Homelessness,
aimlessness, and a life of crime? Those things are not so fun. And yet because
of them, Sister, starring Kacey Mottet Klein, Léa Seydoux, and
Gillian Anderson (whose ridiculously delayed aging process has got me simultaneously
jealous and impressed), is uncommonly affecting. It’s a sad world out there for
countless kids, and Sister captures that quite well.
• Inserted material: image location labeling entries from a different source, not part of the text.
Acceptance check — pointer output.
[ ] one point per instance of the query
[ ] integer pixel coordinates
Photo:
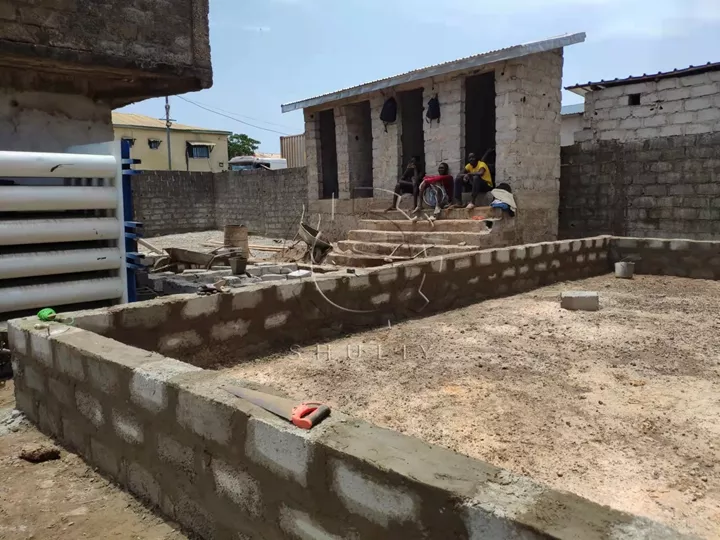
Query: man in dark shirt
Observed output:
(409, 183)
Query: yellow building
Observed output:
(192, 148)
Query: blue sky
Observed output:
(269, 52)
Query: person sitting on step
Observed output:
(440, 185)
(476, 178)
(409, 183)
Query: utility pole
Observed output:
(168, 125)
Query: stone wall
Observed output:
(221, 467)
(528, 105)
(267, 202)
(665, 187)
(688, 105)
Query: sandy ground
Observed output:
(64, 499)
(621, 406)
(195, 241)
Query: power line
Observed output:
(245, 116)
(231, 117)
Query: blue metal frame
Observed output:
(133, 229)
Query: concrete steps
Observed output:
(421, 237)
(423, 225)
(399, 250)
(455, 213)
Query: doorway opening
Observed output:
(328, 155)
(413, 131)
(480, 117)
(359, 123)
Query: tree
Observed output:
(240, 144)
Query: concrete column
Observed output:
(444, 141)
(387, 149)
(528, 140)
(312, 154)
(341, 146)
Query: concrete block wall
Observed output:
(211, 330)
(267, 202)
(669, 257)
(312, 155)
(688, 105)
(664, 187)
(223, 468)
(445, 141)
(387, 145)
(170, 202)
(528, 104)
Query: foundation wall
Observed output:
(168, 432)
(207, 331)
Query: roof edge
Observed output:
(469, 62)
(186, 130)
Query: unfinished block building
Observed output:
(507, 100)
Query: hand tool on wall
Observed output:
(303, 415)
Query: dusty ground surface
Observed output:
(63, 499)
(196, 242)
(621, 406)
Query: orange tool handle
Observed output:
(308, 415)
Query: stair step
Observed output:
(416, 237)
(423, 225)
(455, 213)
(357, 261)
(399, 249)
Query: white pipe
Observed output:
(45, 231)
(59, 294)
(49, 263)
(38, 164)
(49, 198)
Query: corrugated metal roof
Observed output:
(582, 89)
(470, 62)
(147, 122)
(577, 108)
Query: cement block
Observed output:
(204, 417)
(175, 453)
(41, 349)
(300, 525)
(69, 361)
(284, 452)
(90, 408)
(128, 427)
(580, 301)
(238, 486)
(380, 503)
(148, 387)
(142, 483)
(18, 339)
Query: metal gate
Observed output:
(62, 229)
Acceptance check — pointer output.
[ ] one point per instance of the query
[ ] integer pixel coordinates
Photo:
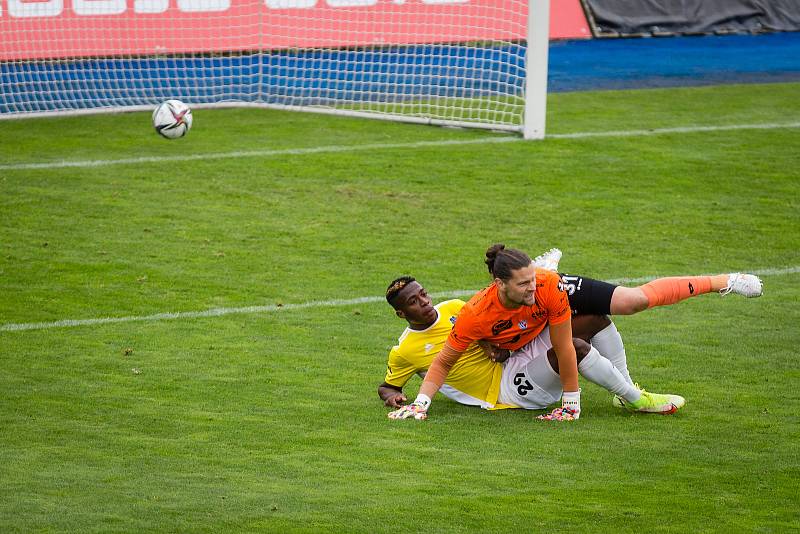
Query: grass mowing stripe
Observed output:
(379, 146)
(216, 312)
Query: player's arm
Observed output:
(559, 319)
(434, 379)
(561, 338)
(392, 396)
(494, 353)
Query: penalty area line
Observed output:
(382, 146)
(271, 308)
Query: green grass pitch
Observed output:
(270, 421)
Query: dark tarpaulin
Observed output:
(634, 17)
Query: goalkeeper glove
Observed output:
(570, 408)
(559, 414)
(417, 409)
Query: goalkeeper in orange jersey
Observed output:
(527, 380)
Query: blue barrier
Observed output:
(395, 73)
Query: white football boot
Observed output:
(747, 285)
(549, 260)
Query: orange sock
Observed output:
(665, 291)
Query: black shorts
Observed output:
(588, 296)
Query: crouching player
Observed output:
(524, 310)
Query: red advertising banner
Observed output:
(79, 28)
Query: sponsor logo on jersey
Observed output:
(501, 325)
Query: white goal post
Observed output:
(469, 63)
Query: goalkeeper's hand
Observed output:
(560, 414)
(416, 410)
(570, 408)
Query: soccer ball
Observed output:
(172, 119)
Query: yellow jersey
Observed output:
(473, 380)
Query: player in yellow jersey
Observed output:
(591, 299)
(529, 380)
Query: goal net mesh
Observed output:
(439, 61)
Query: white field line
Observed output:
(380, 146)
(217, 312)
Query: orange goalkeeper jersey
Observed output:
(485, 318)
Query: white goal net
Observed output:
(457, 62)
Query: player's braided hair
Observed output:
(501, 261)
(397, 286)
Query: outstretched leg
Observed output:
(599, 370)
(670, 290)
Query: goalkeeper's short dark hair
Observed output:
(396, 286)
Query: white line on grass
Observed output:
(216, 312)
(381, 146)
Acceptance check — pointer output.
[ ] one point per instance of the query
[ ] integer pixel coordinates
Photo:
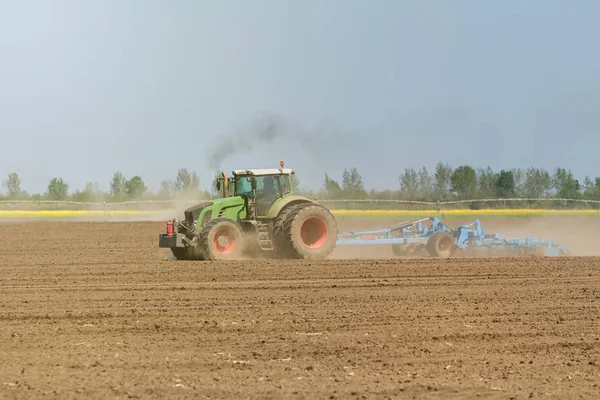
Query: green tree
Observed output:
(442, 182)
(58, 189)
(426, 183)
(537, 183)
(486, 181)
(90, 193)
(118, 186)
(566, 185)
(12, 184)
(135, 188)
(187, 181)
(591, 188)
(332, 188)
(505, 184)
(352, 184)
(519, 178)
(464, 182)
(409, 184)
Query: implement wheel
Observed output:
(402, 250)
(306, 230)
(222, 239)
(441, 245)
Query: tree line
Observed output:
(445, 183)
(417, 184)
(185, 185)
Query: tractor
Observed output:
(256, 215)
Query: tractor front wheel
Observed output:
(307, 231)
(222, 239)
(187, 253)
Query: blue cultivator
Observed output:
(437, 240)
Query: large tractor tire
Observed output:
(441, 245)
(305, 231)
(187, 253)
(222, 239)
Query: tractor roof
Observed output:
(264, 171)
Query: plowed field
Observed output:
(96, 310)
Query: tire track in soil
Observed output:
(95, 310)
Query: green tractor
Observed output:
(257, 215)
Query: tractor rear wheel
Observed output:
(306, 230)
(222, 239)
(441, 245)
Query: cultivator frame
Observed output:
(438, 240)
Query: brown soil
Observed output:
(95, 310)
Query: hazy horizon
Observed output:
(148, 87)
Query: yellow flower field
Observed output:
(58, 214)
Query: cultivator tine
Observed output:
(412, 237)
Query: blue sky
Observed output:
(147, 87)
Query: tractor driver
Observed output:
(269, 192)
(267, 195)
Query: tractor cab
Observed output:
(261, 188)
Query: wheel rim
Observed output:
(313, 232)
(224, 241)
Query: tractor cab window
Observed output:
(269, 185)
(243, 186)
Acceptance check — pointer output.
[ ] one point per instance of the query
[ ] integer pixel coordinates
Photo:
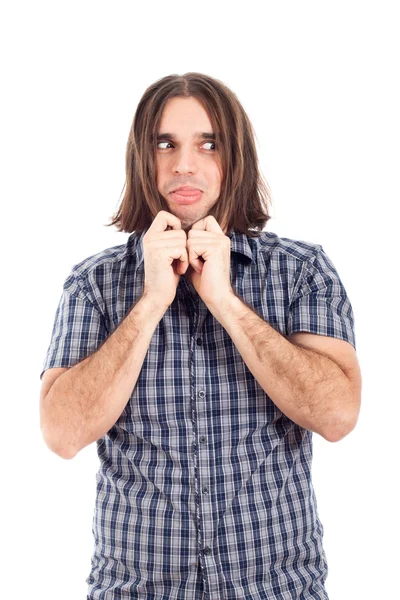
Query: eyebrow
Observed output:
(205, 135)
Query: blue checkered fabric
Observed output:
(204, 486)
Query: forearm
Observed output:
(307, 387)
(85, 401)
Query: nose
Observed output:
(184, 161)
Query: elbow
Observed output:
(53, 443)
(340, 427)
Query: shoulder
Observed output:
(107, 259)
(274, 246)
(98, 272)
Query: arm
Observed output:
(308, 387)
(85, 401)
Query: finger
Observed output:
(209, 223)
(162, 221)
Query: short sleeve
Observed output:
(320, 303)
(79, 328)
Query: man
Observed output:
(200, 356)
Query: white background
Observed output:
(319, 82)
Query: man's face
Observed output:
(187, 159)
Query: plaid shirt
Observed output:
(204, 486)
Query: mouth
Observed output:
(186, 196)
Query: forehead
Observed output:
(186, 116)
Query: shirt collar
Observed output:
(242, 248)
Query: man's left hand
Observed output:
(211, 278)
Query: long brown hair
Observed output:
(243, 202)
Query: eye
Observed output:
(158, 145)
(170, 143)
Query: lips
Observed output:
(186, 195)
(187, 191)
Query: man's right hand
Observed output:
(161, 247)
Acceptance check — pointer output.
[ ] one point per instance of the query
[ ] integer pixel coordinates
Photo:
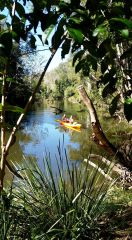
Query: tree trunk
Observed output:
(98, 134)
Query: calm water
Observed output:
(41, 134)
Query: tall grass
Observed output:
(63, 205)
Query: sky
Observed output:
(42, 50)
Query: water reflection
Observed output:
(41, 133)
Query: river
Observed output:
(41, 134)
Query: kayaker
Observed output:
(71, 120)
(64, 118)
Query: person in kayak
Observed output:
(68, 120)
(71, 120)
(64, 118)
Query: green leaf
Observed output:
(128, 101)
(124, 33)
(6, 41)
(11, 108)
(127, 53)
(66, 47)
(77, 56)
(98, 30)
(10, 80)
(75, 20)
(113, 105)
(125, 21)
(76, 34)
(128, 109)
(20, 9)
(32, 42)
(2, 16)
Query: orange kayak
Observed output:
(70, 125)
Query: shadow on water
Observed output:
(40, 134)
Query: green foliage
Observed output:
(62, 205)
(98, 33)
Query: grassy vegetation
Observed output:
(71, 203)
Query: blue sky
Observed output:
(46, 53)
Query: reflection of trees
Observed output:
(85, 145)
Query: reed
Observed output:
(47, 205)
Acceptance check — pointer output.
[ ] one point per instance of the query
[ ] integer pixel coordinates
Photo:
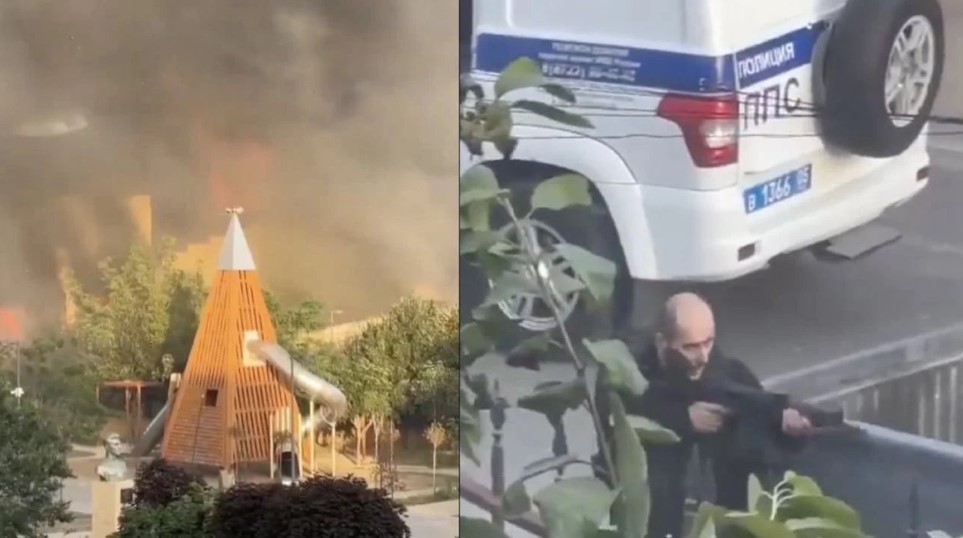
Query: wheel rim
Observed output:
(529, 310)
(909, 72)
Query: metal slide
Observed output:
(328, 397)
(153, 434)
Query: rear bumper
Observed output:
(705, 236)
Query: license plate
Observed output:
(777, 190)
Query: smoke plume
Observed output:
(330, 121)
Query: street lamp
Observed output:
(17, 392)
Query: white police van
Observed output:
(726, 133)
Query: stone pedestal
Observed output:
(107, 499)
(226, 479)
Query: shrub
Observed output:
(319, 507)
(158, 483)
(184, 517)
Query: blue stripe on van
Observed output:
(651, 68)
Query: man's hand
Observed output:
(794, 424)
(707, 417)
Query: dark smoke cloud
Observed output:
(355, 97)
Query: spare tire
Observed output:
(882, 71)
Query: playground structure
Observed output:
(235, 402)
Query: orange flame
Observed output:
(238, 171)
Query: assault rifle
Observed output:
(754, 414)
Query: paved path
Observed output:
(436, 520)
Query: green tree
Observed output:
(296, 325)
(61, 382)
(405, 361)
(185, 517)
(147, 308)
(32, 465)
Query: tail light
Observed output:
(709, 126)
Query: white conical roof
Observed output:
(235, 254)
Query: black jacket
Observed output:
(734, 453)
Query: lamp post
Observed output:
(18, 391)
(295, 465)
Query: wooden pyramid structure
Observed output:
(229, 402)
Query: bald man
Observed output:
(682, 356)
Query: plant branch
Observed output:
(549, 298)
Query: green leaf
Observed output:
(554, 398)
(562, 191)
(596, 272)
(808, 506)
(632, 471)
(515, 500)
(758, 525)
(477, 184)
(623, 374)
(559, 92)
(520, 74)
(821, 528)
(507, 286)
(470, 527)
(472, 339)
(652, 433)
(756, 493)
(553, 113)
(574, 507)
(477, 216)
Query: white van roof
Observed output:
(689, 46)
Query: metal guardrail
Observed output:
(902, 471)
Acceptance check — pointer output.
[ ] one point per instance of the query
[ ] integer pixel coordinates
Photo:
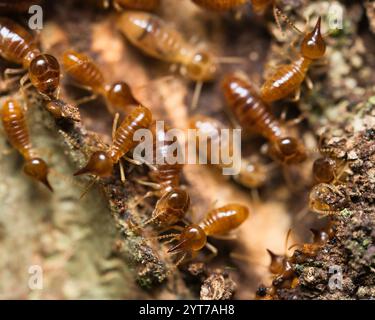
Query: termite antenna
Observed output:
(287, 241)
(196, 95)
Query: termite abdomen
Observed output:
(44, 73)
(15, 127)
(171, 207)
(166, 175)
(83, 70)
(224, 219)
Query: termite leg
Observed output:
(213, 250)
(24, 87)
(132, 161)
(153, 185)
(114, 128)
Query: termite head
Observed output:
(63, 110)
(192, 238)
(313, 46)
(120, 94)
(324, 169)
(288, 150)
(171, 207)
(202, 67)
(44, 72)
(277, 262)
(99, 164)
(37, 169)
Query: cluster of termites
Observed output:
(249, 106)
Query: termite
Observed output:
(288, 78)
(253, 174)
(16, 44)
(254, 115)
(170, 208)
(217, 223)
(16, 129)
(164, 176)
(83, 70)
(20, 47)
(259, 7)
(44, 75)
(154, 37)
(101, 163)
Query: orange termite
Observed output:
(87, 74)
(170, 208)
(17, 45)
(288, 78)
(15, 127)
(165, 175)
(44, 75)
(154, 37)
(63, 110)
(254, 115)
(253, 174)
(101, 162)
(218, 222)
(321, 199)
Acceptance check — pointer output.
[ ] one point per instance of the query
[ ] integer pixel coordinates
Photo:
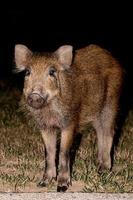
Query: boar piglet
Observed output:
(65, 90)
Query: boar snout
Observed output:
(36, 100)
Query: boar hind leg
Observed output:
(104, 126)
(49, 137)
(64, 168)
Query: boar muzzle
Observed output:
(36, 100)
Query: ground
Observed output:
(22, 157)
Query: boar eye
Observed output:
(52, 71)
(27, 72)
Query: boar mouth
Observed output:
(36, 100)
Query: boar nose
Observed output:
(35, 100)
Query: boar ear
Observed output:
(21, 56)
(64, 54)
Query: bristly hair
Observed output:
(17, 69)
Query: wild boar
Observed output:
(66, 90)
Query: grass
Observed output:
(22, 154)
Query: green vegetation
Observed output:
(22, 154)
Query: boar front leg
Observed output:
(64, 165)
(49, 138)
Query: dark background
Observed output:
(44, 27)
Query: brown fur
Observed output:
(85, 89)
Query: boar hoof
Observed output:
(44, 182)
(63, 184)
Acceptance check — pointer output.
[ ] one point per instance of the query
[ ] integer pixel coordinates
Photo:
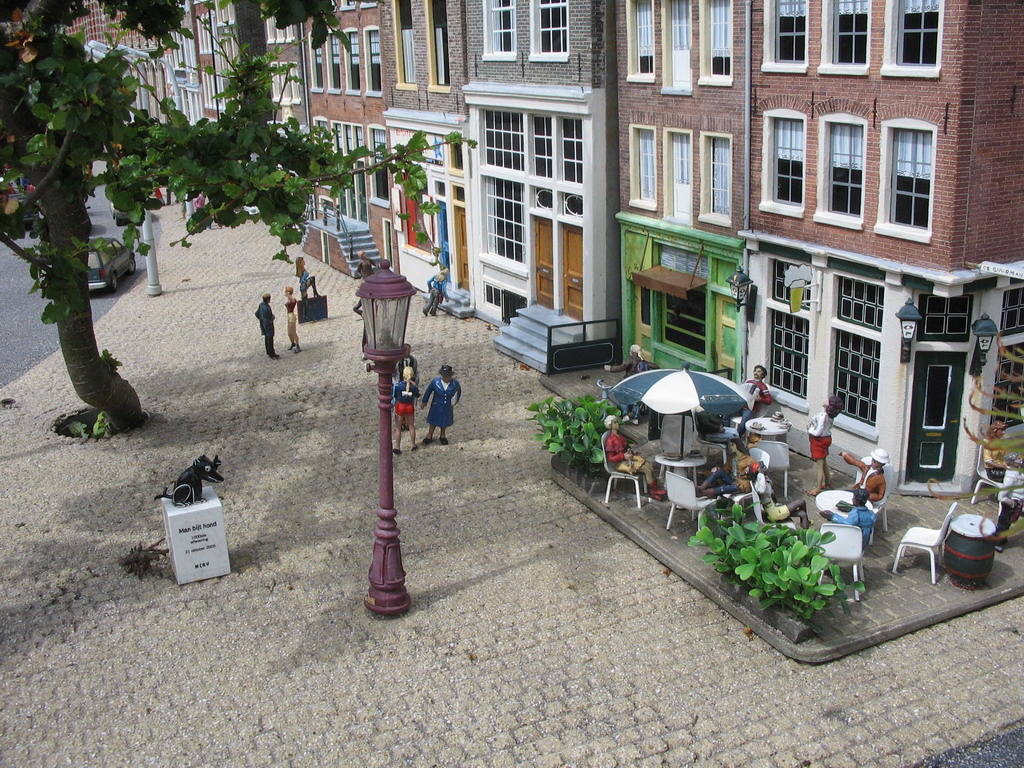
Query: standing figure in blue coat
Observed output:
(445, 392)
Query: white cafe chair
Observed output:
(848, 547)
(926, 539)
(614, 474)
(682, 493)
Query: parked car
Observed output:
(107, 267)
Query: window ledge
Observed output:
(784, 68)
(715, 218)
(848, 70)
(899, 71)
(858, 428)
(561, 57)
(717, 81)
(913, 233)
(839, 219)
(646, 205)
(782, 209)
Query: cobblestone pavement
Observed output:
(538, 636)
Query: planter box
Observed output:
(794, 630)
(588, 482)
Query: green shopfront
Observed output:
(676, 300)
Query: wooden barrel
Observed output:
(969, 551)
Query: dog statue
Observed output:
(189, 486)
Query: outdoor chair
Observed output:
(614, 474)
(848, 547)
(778, 453)
(926, 539)
(880, 506)
(682, 493)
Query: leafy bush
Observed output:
(572, 429)
(780, 566)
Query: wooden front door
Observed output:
(459, 232)
(935, 416)
(572, 271)
(544, 248)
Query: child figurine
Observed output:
(445, 392)
(293, 321)
(819, 434)
(406, 393)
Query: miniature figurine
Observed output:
(437, 294)
(858, 515)
(293, 320)
(619, 454)
(774, 511)
(265, 316)
(404, 393)
(306, 281)
(188, 488)
(872, 475)
(819, 434)
(445, 392)
(635, 364)
(762, 397)
(363, 270)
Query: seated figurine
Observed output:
(616, 449)
(858, 515)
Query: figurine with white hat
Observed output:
(872, 477)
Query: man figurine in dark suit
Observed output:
(265, 316)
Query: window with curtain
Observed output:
(911, 185)
(846, 160)
(790, 161)
(721, 37)
(850, 32)
(919, 33)
(791, 31)
(644, 10)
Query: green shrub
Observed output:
(572, 429)
(780, 566)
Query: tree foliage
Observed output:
(61, 110)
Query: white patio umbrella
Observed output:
(677, 391)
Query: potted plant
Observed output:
(571, 430)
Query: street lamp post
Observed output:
(385, 312)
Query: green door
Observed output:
(935, 416)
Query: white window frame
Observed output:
(883, 224)
(769, 167)
(643, 172)
(708, 213)
(708, 34)
(890, 59)
(822, 215)
(677, 70)
(827, 66)
(639, 39)
(536, 53)
(493, 9)
(380, 71)
(769, 61)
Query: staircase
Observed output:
(525, 337)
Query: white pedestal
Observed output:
(196, 539)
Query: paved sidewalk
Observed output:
(894, 603)
(539, 635)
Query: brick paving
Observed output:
(539, 634)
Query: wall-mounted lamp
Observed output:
(739, 286)
(908, 318)
(984, 331)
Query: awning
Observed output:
(669, 281)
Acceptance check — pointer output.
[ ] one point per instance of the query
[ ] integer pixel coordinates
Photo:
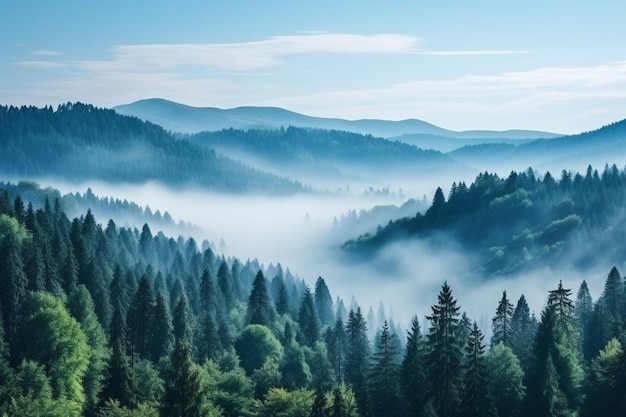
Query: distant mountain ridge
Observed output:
(187, 119)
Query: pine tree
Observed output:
(139, 318)
(357, 358)
(260, 309)
(476, 401)
(501, 322)
(584, 311)
(413, 379)
(13, 283)
(283, 302)
(383, 377)
(337, 347)
(445, 354)
(120, 383)
(183, 395)
(307, 319)
(524, 328)
(323, 303)
(160, 333)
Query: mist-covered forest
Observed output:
(102, 320)
(521, 222)
(81, 142)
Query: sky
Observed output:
(557, 66)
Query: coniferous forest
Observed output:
(102, 320)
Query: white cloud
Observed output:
(260, 54)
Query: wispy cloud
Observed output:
(41, 64)
(245, 56)
(45, 52)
The movie, directed and co-written by Ursula Meier, spends its time with 12-year-old Simon (Klein), a scrawny, scrappy thief who lives in a scummy apartment under a high-class ski resort. He looks up and sees the higher classes at their costly play; what could be more crushing than that? So he collects money from the fellow poor, bottom-of-the-hill kids every morning, takes the lift up to the top, and steals basically anything he can get his hands on. He digs holes in the snow to stash the skis he swipes. He stuffs goggles, gloves, and helmets into his backpack or in his coat. And then his nights are spent cleaning up the stuff and figuring out how to sell it, so he can make some quick cash.
Simon
isn’t totally alone, but he might as well be—because Louise (Seydoux), his
older sister, is kind of useless. Seemingly a few years older than Simon, with
a worn-down kind of beauty, Louise can’t seem to keep a job very long, bouncing
from gig to gig—just as she seems to bounce from guy to guy. None of them seem
to treat her very well, but she disappears for days on end regardless,
sometimes coming home with bruises or black eyes. So Simon buys all the food,
gives her a little money, and covets the red BMW owned by Louise’s new
boyfriend, a symbol of wealth and status in jarring contrast with their messy
apartment and mostly possession-less lives.
So
every day for Simon is pretty much the same: Go up to the slopes, steal some
stuff, come back down, sleep a little, stuff ears with the ends of cigarettes
to keep from hearing Louise having sex with her boyfriend, get up the next day,
do it all over again. But as much as Simon seems to be coasting by—even getting
a waiter at the ski resort to buy stolen items from him directly, providing a
more steady source of income—things start going wrong. His relationship with
Louise seems to be unraveling. His infatuation with the rich resort attendee
Kristin (Anderson), who has two sons about his own age, doesn’t seem like the
healthiest thing. And, worst of all, he starts catching the attention of his
marks, and they begin noticing when he swipes things. Without being able to
steal, who is Simon? Does the boy have an identity outside of being a thief?
What
Meier does exceptionally well is create characters whom are simultaneously sympathetic
and kind of detestable, and as a result feel more real than you would expect. Klein
effectively captures the resentment, pain, and defensiveness bristling in Simon,
a kid who seems to have the right kind of intentions in protecting Louise but
clearly isn’t going about it the right way. And Seydoux uses her fragile beauty
as an advantage here, veering between her dual identities as a
responsibility-rejecting mess and someone struggling to make her life better. Bad
choices and incorrect decisions abound, but it’s not hard to see why Simon and
Louise make them. Few other opportunities exist.
Aside
from the strong performances, there’s beautiful, saddening cinematography,
too—as Simon goes up the lift into another world, then down again into his
personal kind of hell—and a significant sense of realism. The movie dips
briefly into some clichéd material with an emotional reveal around the middle
of the narrative, but rebounds nicely with some unsettling displays of power.
Simon may have all the cash in comparison with Louise at the bottom of the
hill, but he’s on the lower rungs of the food chain when he goes up to the ski
resort, a place he can never belong. Those haunting images of him riding that
lift, the sense that we’re watching a life that can never escape its own
meaninglessness, are what will stay with you after Sister.